Materials and Methods
Consecutive cases of ONU and LNU between 2000 and 2012 at five participating institutions were included in this retrospective analysis. Clinical characteristics and pathologic outcomes were compared between the two surgical approaches. The influence of the type of surgical approach on intravesical recurrence-free survival (IVRFS), progression-free survival (PFS), cancer-specific survival (CSS), and overall survival (OS) was analyzed using the Kaplan-Meier method and differences were assessed with the log-rank test. Predictors of IVRFS, PFS, CSS, and OS were also analyzed with a multivariable Cox regression model.
Results
A total of 1,521 patients with UTUC were eligible for the present study (ONU, 906; LNU, 615). The estimated 5-year IVRFS (57.8 vs. 51.0%, p=0.010), CSS (80.4 vs. 76.4%, p=0.032), and OS (75.8 vs. 71.4%, p=0.026) rates were significantly different between the two groups in favor of LNU. Moreover, in patients with locally advanced disease (pT3/pT4), the LNU group showed better 5-year IVRFS (62.9 vs. 54.1%, p=0.038), CSS (64.3 vs. 56.9%, p=0.022), and OS (60.4 vs. 53.1%, p=0.018) rates than the ONU group. Multivariable Cox regression analyses showed that type of surgical approach was independently associated with IVRFS, but was not related to PFS, CSS, and OS.
Conclusion
Our findings indicate that LNU provided better oncologic control of IVRFS, CSS, and OS compared with ONU for the management of patients with UTUC.

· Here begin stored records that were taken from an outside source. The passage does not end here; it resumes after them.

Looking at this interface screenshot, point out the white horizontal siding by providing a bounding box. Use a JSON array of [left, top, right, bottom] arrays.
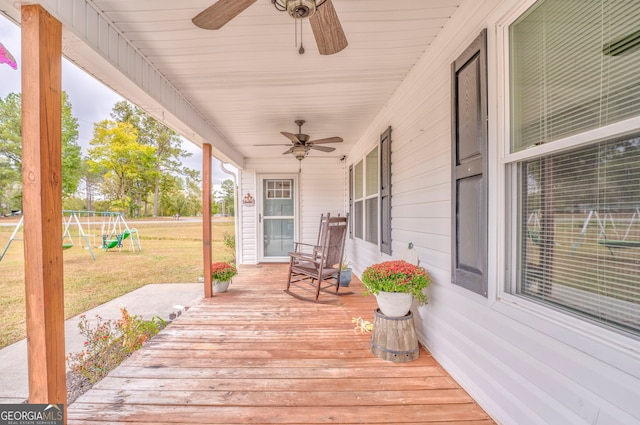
[[347, 0, 640, 425], [238, 170, 258, 264]]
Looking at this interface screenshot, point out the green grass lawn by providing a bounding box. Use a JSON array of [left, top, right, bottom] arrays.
[[0, 218, 234, 348]]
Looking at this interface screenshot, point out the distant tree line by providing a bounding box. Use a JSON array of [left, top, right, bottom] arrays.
[[0, 92, 233, 217]]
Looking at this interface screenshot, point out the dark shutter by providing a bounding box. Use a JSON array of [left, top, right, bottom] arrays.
[[349, 164, 355, 239], [451, 30, 487, 296], [379, 127, 391, 255]]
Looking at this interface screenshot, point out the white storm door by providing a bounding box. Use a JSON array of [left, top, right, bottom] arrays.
[[258, 177, 297, 262]]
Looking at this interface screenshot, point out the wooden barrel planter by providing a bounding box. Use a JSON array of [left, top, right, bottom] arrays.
[[370, 309, 420, 363]]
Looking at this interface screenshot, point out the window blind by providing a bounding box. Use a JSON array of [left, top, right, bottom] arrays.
[[517, 137, 640, 333], [510, 0, 640, 152]]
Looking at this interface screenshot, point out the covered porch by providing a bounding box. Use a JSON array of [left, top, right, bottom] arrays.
[[68, 264, 494, 425]]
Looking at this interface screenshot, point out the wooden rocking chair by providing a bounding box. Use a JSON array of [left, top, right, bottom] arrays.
[[285, 214, 353, 302]]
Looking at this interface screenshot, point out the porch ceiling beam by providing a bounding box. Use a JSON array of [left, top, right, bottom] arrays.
[[21, 5, 67, 405], [0, 0, 244, 168]]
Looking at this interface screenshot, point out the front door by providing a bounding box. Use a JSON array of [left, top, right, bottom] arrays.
[[258, 177, 297, 262]]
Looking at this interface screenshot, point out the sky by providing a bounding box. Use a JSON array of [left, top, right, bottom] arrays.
[[0, 14, 235, 187]]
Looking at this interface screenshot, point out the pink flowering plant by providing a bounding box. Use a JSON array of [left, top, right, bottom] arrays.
[[211, 261, 238, 282], [362, 260, 431, 304], [67, 307, 167, 384]]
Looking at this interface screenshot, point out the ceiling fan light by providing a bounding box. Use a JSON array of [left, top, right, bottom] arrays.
[[291, 145, 309, 161], [285, 0, 316, 19]]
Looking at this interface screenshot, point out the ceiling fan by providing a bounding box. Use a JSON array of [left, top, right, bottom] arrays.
[[191, 0, 348, 55], [256, 120, 342, 161]]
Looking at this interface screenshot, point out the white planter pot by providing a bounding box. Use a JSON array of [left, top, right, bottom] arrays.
[[213, 280, 231, 292], [376, 291, 413, 317]]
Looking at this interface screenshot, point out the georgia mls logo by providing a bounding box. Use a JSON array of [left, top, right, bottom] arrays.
[[0, 404, 64, 425]]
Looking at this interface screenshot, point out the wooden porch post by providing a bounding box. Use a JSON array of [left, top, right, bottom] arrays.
[[22, 5, 67, 408], [202, 143, 212, 298]]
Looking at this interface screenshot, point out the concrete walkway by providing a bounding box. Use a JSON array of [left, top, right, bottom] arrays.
[[0, 283, 204, 404]]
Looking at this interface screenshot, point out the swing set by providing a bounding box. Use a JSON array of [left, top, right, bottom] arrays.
[[101, 212, 142, 252], [527, 207, 640, 255], [0, 210, 142, 261]]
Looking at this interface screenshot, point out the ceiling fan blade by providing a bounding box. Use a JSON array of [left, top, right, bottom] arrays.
[[253, 143, 291, 146], [311, 145, 336, 152], [280, 131, 302, 143], [307, 137, 342, 145], [191, 0, 256, 30], [309, 0, 349, 55]]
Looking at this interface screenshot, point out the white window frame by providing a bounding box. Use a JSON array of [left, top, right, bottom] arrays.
[[351, 144, 380, 247], [487, 0, 640, 360]]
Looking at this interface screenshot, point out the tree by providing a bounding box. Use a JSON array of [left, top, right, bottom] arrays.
[[111, 101, 195, 216], [62, 92, 82, 198], [89, 120, 158, 215], [0, 92, 82, 209]]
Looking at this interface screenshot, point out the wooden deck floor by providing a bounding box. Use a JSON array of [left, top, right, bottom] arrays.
[[68, 265, 494, 425]]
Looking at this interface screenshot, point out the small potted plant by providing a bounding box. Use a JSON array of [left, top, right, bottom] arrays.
[[334, 258, 353, 287], [361, 260, 431, 317], [211, 261, 238, 292]]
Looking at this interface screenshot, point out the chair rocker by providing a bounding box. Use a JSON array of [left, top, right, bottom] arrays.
[[285, 214, 353, 303]]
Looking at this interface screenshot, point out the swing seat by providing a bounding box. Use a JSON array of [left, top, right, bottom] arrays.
[[104, 239, 120, 249]]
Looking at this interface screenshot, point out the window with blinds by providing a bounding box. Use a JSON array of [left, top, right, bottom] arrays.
[[507, 0, 640, 335], [509, 0, 640, 152]]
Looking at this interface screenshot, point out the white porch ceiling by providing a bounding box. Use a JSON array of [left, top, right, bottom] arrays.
[[0, 0, 463, 163]]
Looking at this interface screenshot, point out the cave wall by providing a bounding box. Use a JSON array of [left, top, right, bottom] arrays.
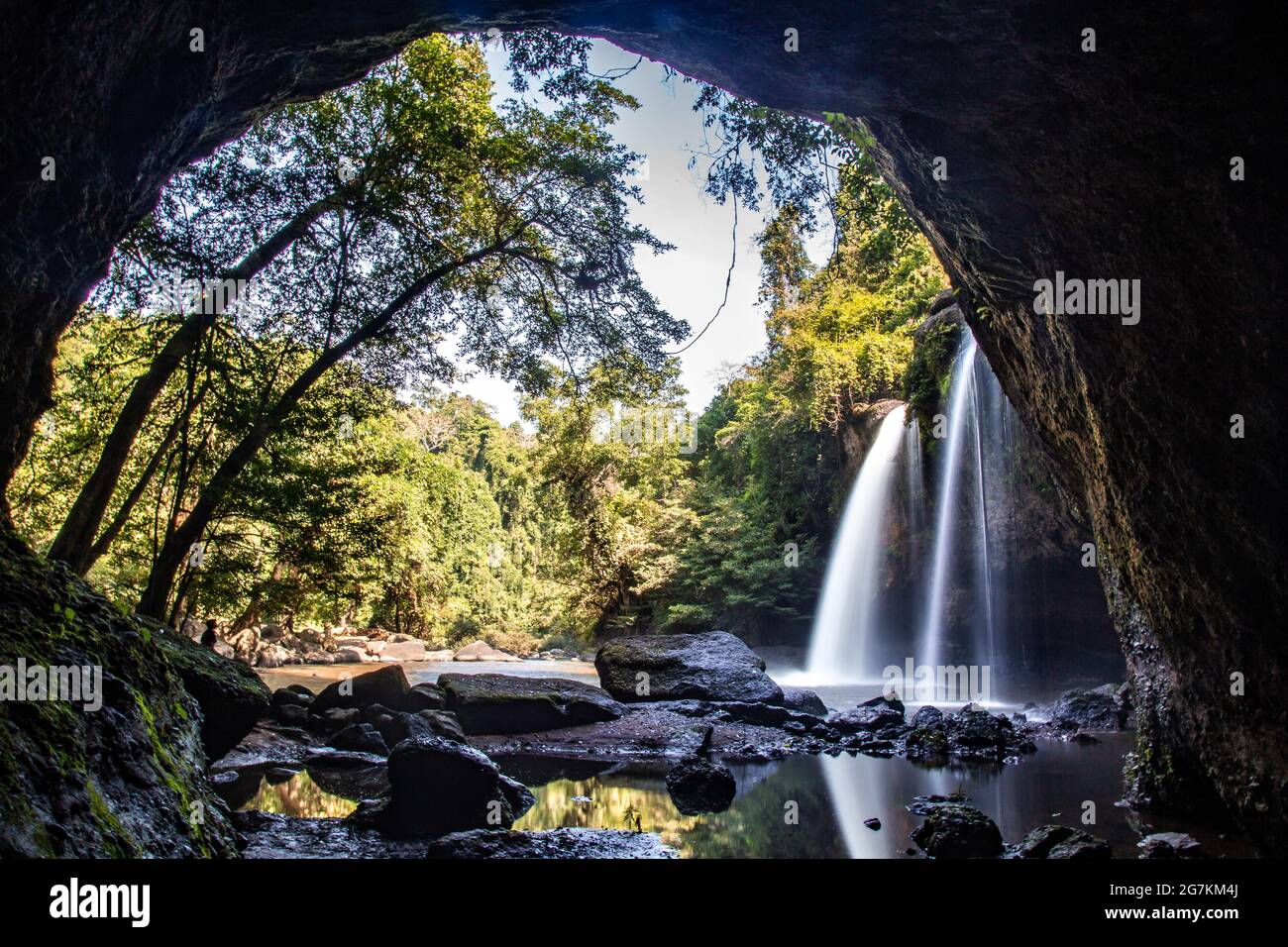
[[0, 0, 1288, 852]]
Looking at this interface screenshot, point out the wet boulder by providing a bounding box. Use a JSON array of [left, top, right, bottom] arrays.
[[595, 631, 783, 703], [1039, 684, 1128, 730], [827, 701, 903, 733], [1008, 824, 1113, 860], [374, 710, 465, 746], [310, 665, 409, 714], [666, 755, 738, 815], [905, 724, 948, 762], [398, 683, 447, 714], [909, 802, 1002, 858], [308, 707, 362, 736], [1136, 832, 1205, 858], [327, 723, 389, 756], [859, 693, 907, 719], [944, 703, 1015, 759], [452, 640, 522, 661], [911, 703, 944, 727], [438, 674, 625, 733], [366, 737, 536, 837]]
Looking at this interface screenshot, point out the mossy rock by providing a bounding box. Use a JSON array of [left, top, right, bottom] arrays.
[[152, 626, 270, 763], [0, 524, 237, 858]]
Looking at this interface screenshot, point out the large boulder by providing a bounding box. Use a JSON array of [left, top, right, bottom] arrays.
[[366, 737, 536, 837], [425, 828, 677, 861], [827, 703, 903, 733], [371, 710, 465, 746], [666, 756, 738, 815], [1009, 824, 1113, 860], [909, 802, 1002, 858], [595, 631, 783, 703], [783, 686, 827, 716], [310, 665, 409, 714], [1038, 684, 1127, 730], [1136, 832, 1203, 858], [154, 627, 270, 763], [438, 674, 623, 733], [0, 533, 239, 861], [380, 639, 425, 661], [452, 640, 522, 661]]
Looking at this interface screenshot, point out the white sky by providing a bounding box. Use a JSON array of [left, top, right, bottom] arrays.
[[455, 40, 832, 424]]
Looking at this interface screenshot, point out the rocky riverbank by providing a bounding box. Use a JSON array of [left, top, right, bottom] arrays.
[[200, 633, 1138, 857]]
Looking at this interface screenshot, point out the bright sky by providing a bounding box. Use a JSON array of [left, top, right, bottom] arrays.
[[456, 40, 832, 424]]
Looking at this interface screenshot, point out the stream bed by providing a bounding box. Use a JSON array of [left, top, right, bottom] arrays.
[[231, 733, 1253, 858]]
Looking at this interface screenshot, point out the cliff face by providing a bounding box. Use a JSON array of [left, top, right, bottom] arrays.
[[0, 0, 1288, 852]]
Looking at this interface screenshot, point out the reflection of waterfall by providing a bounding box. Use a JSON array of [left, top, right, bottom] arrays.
[[970, 359, 997, 665], [818, 754, 956, 858], [807, 404, 905, 683], [917, 333, 979, 668]]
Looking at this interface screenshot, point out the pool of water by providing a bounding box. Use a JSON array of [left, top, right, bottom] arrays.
[[255, 660, 599, 690], [231, 733, 1252, 858]]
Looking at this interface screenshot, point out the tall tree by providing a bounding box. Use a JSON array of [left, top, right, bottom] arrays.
[[124, 38, 686, 617]]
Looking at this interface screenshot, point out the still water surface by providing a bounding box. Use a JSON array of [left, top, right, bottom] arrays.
[[236, 734, 1252, 858]]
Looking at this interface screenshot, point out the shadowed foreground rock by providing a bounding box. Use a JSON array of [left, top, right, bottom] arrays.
[[595, 631, 783, 703], [351, 737, 536, 839], [0, 524, 237, 858], [152, 626, 269, 760], [426, 828, 678, 858], [438, 674, 622, 733], [0, 0, 1288, 853], [666, 756, 738, 815], [1008, 824, 1113, 860], [309, 665, 411, 714], [909, 802, 1002, 858]]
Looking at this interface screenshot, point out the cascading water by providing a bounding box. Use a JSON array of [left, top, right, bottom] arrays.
[[803, 333, 1022, 699], [806, 404, 905, 683], [917, 333, 978, 668]]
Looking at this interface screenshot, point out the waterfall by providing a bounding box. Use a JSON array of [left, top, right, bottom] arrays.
[[970, 359, 997, 666], [917, 331, 978, 668], [806, 404, 905, 683]]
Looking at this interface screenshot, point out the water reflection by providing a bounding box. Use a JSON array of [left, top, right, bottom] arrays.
[[497, 734, 1250, 858], [239, 770, 358, 818], [218, 734, 1252, 858]]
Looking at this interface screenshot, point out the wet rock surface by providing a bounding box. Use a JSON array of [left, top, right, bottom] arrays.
[[666, 756, 738, 815], [1035, 684, 1129, 730], [0, 0, 1288, 852], [438, 674, 623, 734], [426, 828, 678, 858], [1138, 832, 1205, 858], [309, 665, 411, 714], [155, 627, 269, 760], [352, 737, 535, 837], [909, 802, 1002, 858], [595, 631, 783, 703], [0, 533, 239, 858], [1006, 824, 1113, 860]]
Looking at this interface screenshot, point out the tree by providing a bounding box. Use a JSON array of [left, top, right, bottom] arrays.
[[90, 38, 684, 616]]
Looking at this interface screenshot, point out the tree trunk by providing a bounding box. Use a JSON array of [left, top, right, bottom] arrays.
[[137, 255, 463, 618], [49, 194, 336, 575]]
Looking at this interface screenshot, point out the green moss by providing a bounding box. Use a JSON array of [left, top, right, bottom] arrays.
[[0, 526, 236, 857], [903, 320, 963, 447]]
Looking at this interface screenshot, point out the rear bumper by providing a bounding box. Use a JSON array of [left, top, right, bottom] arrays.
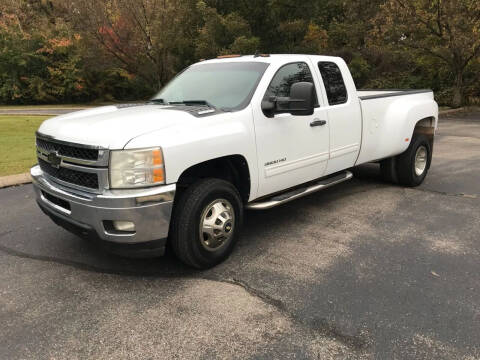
[[30, 166, 176, 256]]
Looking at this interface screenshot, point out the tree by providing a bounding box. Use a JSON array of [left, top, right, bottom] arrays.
[[371, 0, 480, 107]]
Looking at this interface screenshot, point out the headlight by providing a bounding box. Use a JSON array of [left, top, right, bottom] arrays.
[[110, 148, 165, 189]]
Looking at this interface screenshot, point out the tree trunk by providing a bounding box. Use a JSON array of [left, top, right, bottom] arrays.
[[452, 70, 465, 108]]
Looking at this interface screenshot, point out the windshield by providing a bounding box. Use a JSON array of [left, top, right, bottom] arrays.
[[153, 62, 268, 111]]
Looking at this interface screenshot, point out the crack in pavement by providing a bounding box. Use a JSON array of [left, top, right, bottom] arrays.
[[0, 239, 371, 351]]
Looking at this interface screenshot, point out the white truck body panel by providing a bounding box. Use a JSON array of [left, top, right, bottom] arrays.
[[35, 55, 438, 201]]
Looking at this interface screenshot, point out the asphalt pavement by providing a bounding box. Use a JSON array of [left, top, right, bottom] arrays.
[[0, 113, 480, 359]]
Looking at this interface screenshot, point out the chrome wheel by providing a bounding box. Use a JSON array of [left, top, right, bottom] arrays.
[[415, 145, 428, 176], [200, 199, 235, 251]]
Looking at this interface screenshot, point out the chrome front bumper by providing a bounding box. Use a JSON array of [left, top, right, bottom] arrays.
[[30, 165, 176, 245]]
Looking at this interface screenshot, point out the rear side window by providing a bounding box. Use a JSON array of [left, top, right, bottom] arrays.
[[318, 61, 347, 105], [264, 62, 318, 106]]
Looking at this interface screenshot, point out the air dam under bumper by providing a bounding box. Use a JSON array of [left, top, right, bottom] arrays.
[[30, 165, 176, 256]]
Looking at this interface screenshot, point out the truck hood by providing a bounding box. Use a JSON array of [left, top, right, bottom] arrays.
[[38, 105, 201, 149]]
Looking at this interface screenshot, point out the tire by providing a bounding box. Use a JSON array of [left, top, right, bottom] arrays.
[[396, 134, 432, 187], [380, 157, 398, 184], [169, 179, 243, 269]]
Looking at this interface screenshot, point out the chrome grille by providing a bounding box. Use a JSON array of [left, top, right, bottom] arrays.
[[37, 133, 109, 193], [38, 158, 98, 190], [37, 138, 98, 160]]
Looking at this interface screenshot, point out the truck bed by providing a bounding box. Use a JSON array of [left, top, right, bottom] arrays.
[[357, 89, 432, 100], [356, 89, 438, 165]]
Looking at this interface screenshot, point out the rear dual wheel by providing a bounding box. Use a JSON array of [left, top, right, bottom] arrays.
[[380, 134, 432, 187]]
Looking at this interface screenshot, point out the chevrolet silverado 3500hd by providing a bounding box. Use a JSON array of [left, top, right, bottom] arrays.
[[31, 55, 438, 268]]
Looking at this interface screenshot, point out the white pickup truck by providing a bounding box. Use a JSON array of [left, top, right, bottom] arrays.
[[31, 55, 438, 268]]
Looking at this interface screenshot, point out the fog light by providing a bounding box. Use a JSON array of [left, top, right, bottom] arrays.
[[113, 220, 135, 231]]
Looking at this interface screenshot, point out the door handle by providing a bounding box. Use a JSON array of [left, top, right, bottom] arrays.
[[310, 120, 327, 127]]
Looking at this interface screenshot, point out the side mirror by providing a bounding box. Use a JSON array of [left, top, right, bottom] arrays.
[[262, 82, 315, 117], [289, 82, 315, 116]]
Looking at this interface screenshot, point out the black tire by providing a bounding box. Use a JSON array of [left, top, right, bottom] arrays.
[[380, 156, 398, 184], [396, 134, 432, 187], [169, 179, 243, 269]]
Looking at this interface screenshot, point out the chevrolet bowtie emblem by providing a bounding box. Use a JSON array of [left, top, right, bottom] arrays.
[[47, 151, 62, 169]]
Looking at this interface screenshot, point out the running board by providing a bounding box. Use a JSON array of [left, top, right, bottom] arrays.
[[246, 171, 353, 210]]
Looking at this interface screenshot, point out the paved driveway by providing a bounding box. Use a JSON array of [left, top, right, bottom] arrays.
[[0, 113, 480, 359]]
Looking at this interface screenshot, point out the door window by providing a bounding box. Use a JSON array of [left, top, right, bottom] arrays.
[[263, 62, 318, 107], [318, 61, 347, 105]]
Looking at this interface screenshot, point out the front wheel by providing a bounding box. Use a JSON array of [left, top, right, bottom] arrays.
[[396, 134, 432, 187], [169, 179, 243, 269]]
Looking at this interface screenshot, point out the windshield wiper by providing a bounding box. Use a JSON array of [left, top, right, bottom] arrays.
[[169, 100, 216, 109]]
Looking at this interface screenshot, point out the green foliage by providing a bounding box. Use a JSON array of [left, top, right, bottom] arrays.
[[0, 0, 480, 105], [0, 115, 47, 176]]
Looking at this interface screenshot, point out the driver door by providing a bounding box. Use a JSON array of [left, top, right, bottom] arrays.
[[253, 61, 329, 197]]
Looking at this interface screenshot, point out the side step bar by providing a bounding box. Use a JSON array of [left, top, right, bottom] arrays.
[[245, 171, 353, 210]]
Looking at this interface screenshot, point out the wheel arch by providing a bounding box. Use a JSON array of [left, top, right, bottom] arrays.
[[177, 154, 251, 203]]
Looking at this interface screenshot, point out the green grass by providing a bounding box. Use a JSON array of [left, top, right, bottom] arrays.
[[0, 115, 49, 176]]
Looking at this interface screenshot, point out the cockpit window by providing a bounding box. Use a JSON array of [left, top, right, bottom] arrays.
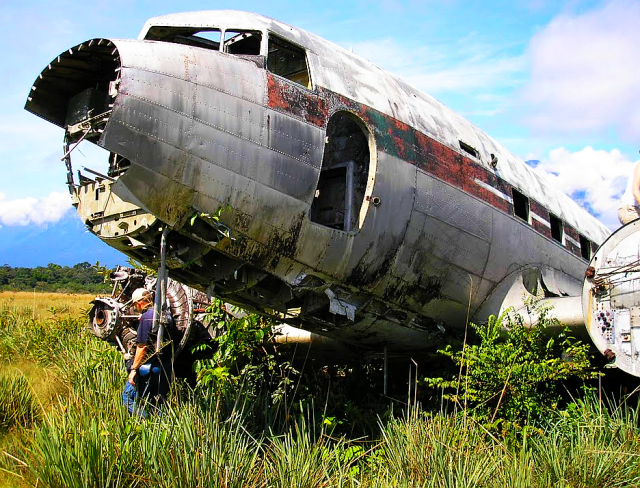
[[145, 26, 222, 51], [224, 29, 262, 56], [267, 34, 311, 89], [145, 26, 262, 56]]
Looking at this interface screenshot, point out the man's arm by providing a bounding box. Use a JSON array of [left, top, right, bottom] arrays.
[[631, 164, 640, 207], [127, 344, 147, 386]]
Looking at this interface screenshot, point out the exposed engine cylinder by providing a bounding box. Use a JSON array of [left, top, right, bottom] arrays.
[[89, 266, 210, 357]]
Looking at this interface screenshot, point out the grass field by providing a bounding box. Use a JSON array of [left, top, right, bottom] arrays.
[[0, 294, 640, 488], [0, 291, 95, 319]]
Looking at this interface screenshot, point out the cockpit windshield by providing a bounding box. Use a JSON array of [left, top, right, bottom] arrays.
[[145, 26, 262, 56]]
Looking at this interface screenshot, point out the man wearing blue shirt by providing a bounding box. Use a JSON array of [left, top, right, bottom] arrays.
[[122, 288, 171, 416]]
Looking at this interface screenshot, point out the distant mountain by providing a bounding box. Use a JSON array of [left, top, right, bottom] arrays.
[[0, 211, 126, 268]]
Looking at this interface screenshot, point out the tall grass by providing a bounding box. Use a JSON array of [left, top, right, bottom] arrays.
[[0, 374, 40, 431], [0, 296, 640, 488]]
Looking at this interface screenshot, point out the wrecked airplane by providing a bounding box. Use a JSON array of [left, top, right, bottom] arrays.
[[26, 7, 636, 372]]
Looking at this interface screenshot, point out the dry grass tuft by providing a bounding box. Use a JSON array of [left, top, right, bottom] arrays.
[[0, 291, 95, 319]]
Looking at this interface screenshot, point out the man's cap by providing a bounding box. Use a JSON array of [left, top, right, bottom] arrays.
[[131, 288, 152, 303]]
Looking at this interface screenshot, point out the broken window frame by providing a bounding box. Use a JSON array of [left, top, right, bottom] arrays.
[[578, 234, 593, 261], [144, 26, 223, 51], [458, 139, 480, 159], [511, 188, 531, 224], [265, 31, 315, 91], [220, 27, 265, 57], [549, 213, 564, 245]]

Keywords: Transitional cell cancer, Laparoscopy, Malignant disease, Survival
Introduction
Upper tract urothelial carcinoma (UTUC) arising from the urothelium that lines the ureter and renal pelvis is a rare malignancy and accounts for only 5% of all urothelial carcinomas [1,2]. Although kidney-sparing surgery can be carried out in selected patients with low-risk UTUC, radical nephroureterectomy (RNU) with bladder cuff excision is considered the current standard of management for the majority of non-metastatic UTUCs [3]. The conventional surgical approach for RNU has been open nephroureterectomy (ONU). Recently, a shift toward minimally invasive treatments has emerged, and laparoscopic nephroureterectomy (LNU) has increasingly been used as an accepted alternative to ONU. LNU has been associated with reduced blood loss, faster recovery, and shorter hospital stay compared with ONU [4]. However, there remain some concerns about oncologic safety following LNU because of a higher risk of recurrence due to the high-pressure environment of the pneumoperitoneum, and the oncologic outcomes between ONU and LNU remain controversial.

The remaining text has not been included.